The dollar is plunging after the US labour market hit a wall last month, reinforcing market expectations for at least two rate cuts from the Federal Reserve in the back half of the year. According to data just released by the Bureau of Labor Statistics, just 73,000 jobs were added in July - representing an undershoot relative to the 105,000-consensus forecast - and the unemployment rate ticked up to 4.2 percent. The previous two months were revised lower by a combined 260,000 roles, and private sector job creation flipped into negative territory. Total payroll gains have averaged 35,000 over the last three months, marking the weakest pace since the depth of the pandemic in 2020.

Treasury yields are tumbling across the front of the curve as traders add to bets on a rate cut at the Fed’s September meeting. The release is helping offset a reaction that unfolded earlier in the week after Wednesday’s Federal Reserve press conference, in which Chair Powell said “inflation is further from our goal than employment,” and on the heels of yesterday’s acceleration in the core personal consumption expenditures index.

The dollar looked set to finish the week with its biggest weekly gain in almost three years after Donald Trump signed an executive order imposing “reciprocal” tariffs ranging from 10 to 41 percent on imports from a vast array of countries, triggering a tumble in currencies exposed to US demand. A 35-percent duty on non-USMCA*-compliant Canadian goods, announced in a separate order, was implemented last night.

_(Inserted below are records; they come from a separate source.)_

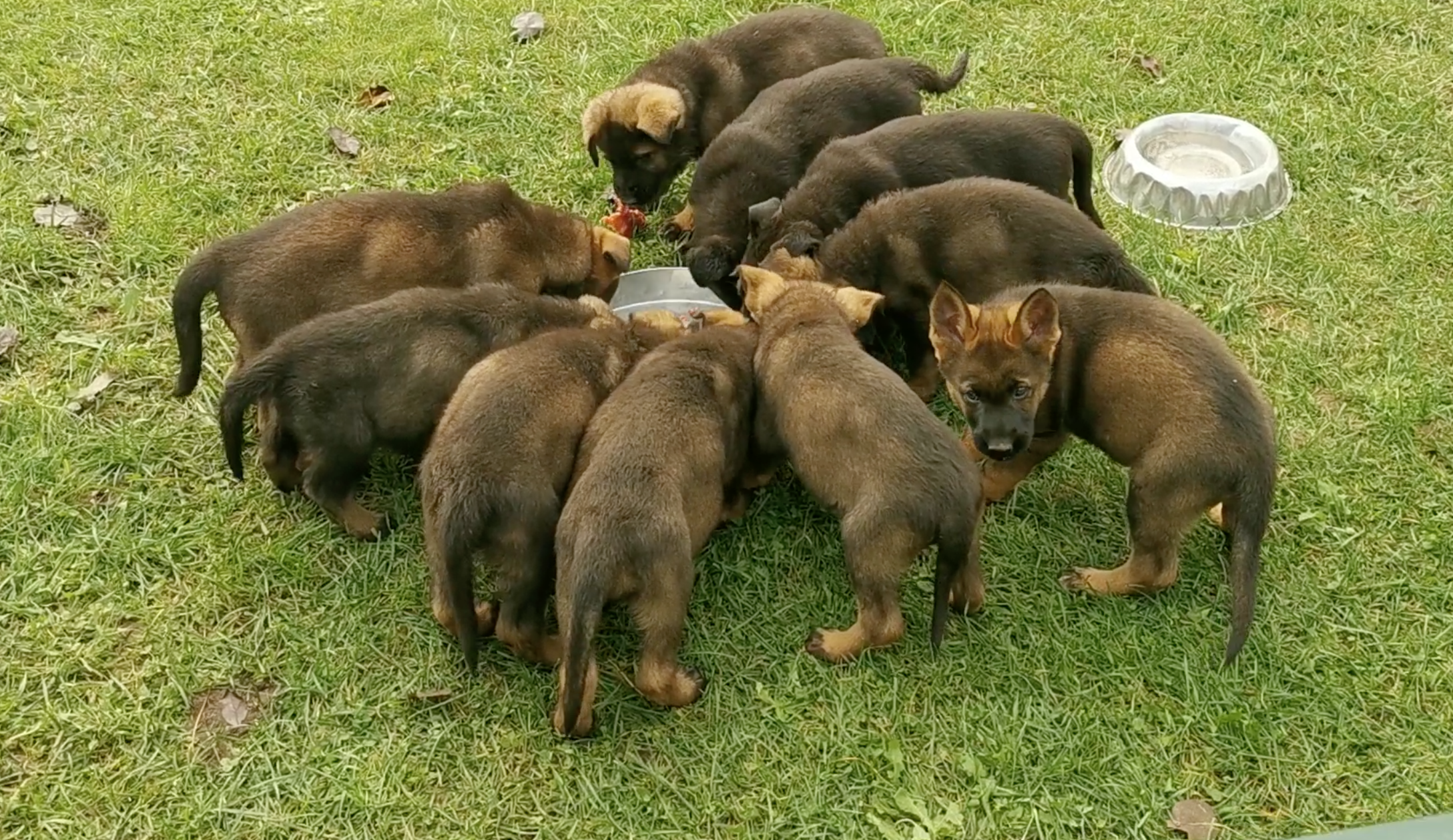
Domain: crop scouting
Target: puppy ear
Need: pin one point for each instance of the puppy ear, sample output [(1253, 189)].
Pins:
[(858, 304), (950, 322), (1038, 322), (660, 111), (612, 248), (592, 123), (762, 288), (762, 213)]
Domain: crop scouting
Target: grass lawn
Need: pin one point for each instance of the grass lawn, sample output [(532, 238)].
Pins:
[(135, 574)]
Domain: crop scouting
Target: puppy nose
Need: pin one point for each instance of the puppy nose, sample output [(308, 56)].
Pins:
[(1000, 450)]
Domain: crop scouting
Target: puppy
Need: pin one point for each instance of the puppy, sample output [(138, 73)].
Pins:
[(670, 109), (497, 467), (769, 147), (376, 374), (660, 467), (980, 234), (1037, 149), (360, 248), (869, 451), (1145, 382)]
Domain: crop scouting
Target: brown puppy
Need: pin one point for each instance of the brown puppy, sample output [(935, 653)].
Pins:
[(869, 451), (769, 147), (360, 248), (670, 109), (980, 234), (660, 467), (376, 374), (497, 467), (1145, 382), (1037, 149)]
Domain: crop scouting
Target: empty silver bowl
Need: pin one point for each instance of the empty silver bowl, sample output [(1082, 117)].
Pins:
[(1199, 170), (666, 288)]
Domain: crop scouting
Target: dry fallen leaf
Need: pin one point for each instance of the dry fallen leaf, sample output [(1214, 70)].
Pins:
[(86, 397), (55, 216), (343, 141), (528, 25), (432, 695), (1193, 819), (9, 338), (376, 96)]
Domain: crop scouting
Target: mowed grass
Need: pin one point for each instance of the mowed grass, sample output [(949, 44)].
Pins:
[(135, 573)]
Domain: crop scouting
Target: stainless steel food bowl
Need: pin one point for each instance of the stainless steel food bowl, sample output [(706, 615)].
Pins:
[(1199, 170)]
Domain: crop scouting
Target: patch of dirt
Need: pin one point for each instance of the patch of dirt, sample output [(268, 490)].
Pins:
[(220, 715)]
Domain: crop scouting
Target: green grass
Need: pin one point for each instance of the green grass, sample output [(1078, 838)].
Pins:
[(134, 573)]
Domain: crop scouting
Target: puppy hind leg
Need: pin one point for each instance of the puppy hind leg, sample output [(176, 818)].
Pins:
[(876, 560), (660, 614)]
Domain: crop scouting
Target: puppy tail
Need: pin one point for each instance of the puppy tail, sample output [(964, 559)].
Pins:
[(461, 529), (929, 79), (242, 390), (1081, 159), (955, 547), (580, 598), (1249, 518), (200, 278)]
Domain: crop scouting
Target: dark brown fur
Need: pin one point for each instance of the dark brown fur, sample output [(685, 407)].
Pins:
[(1144, 381), (670, 109), (766, 150), (980, 234), (496, 471), (376, 374), (1037, 149), (869, 451), (660, 467)]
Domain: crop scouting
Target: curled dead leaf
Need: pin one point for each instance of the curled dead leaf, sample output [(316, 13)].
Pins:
[(527, 25), (86, 397), (9, 338), (376, 96), (345, 143), (1195, 819)]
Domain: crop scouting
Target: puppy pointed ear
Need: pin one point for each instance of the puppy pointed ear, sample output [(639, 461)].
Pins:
[(592, 123), (660, 112), (1038, 322), (858, 304), (762, 288), (762, 213), (612, 248), (950, 322)]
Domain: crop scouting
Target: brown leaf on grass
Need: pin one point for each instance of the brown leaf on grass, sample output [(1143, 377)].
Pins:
[(86, 397), (1195, 819), (9, 338), (376, 96), (343, 141), (432, 695)]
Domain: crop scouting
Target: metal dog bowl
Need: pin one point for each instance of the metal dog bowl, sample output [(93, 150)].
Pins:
[(1199, 172), (664, 288)]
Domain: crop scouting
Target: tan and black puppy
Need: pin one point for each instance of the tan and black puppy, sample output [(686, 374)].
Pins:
[(660, 467), (360, 248), (869, 451), (980, 234), (376, 374), (769, 147), (1042, 150), (497, 467), (670, 109), (1144, 381)]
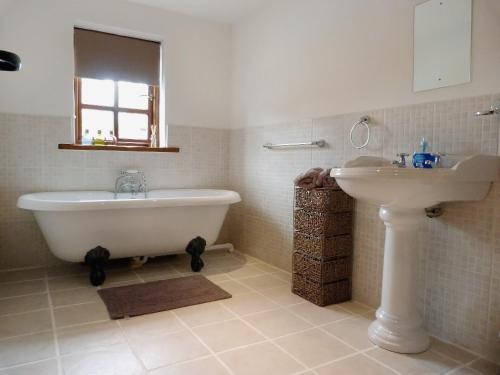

Conditions could get worse. It is true that the US remains one of the least trade-sensitive economies in the world, with imported products making up a diminishingly-small share of household consumption. But we suspect that the macroeconomic effects of recent tariff changes won’t become clear until November or December at the earliest. Vast inventory stockpiles are still being drawn down, particularly among many of the largest retailers, dulling the immediate impact on consumer prices. Products are often stored at ports before coming “onshore” from a customs standpoint, meaning that it can take time before duties are applied. Based on the latest data (which is still subject to some inconsistencies), we’ve revised our estimate of the average tariff rate on products imported into the US in June to around 10.2 percent—up dramatically from January, but still far below the 15-to-18-percent level that could be reached in September and beyond. And because many supply chains operate at a three-to-six month lag—especially in product lines with intermediate production steps—it could be early 2026 before today’s cost increases are borne by consumers. It is extremely unlikely that the broader economy will emerge unscathed.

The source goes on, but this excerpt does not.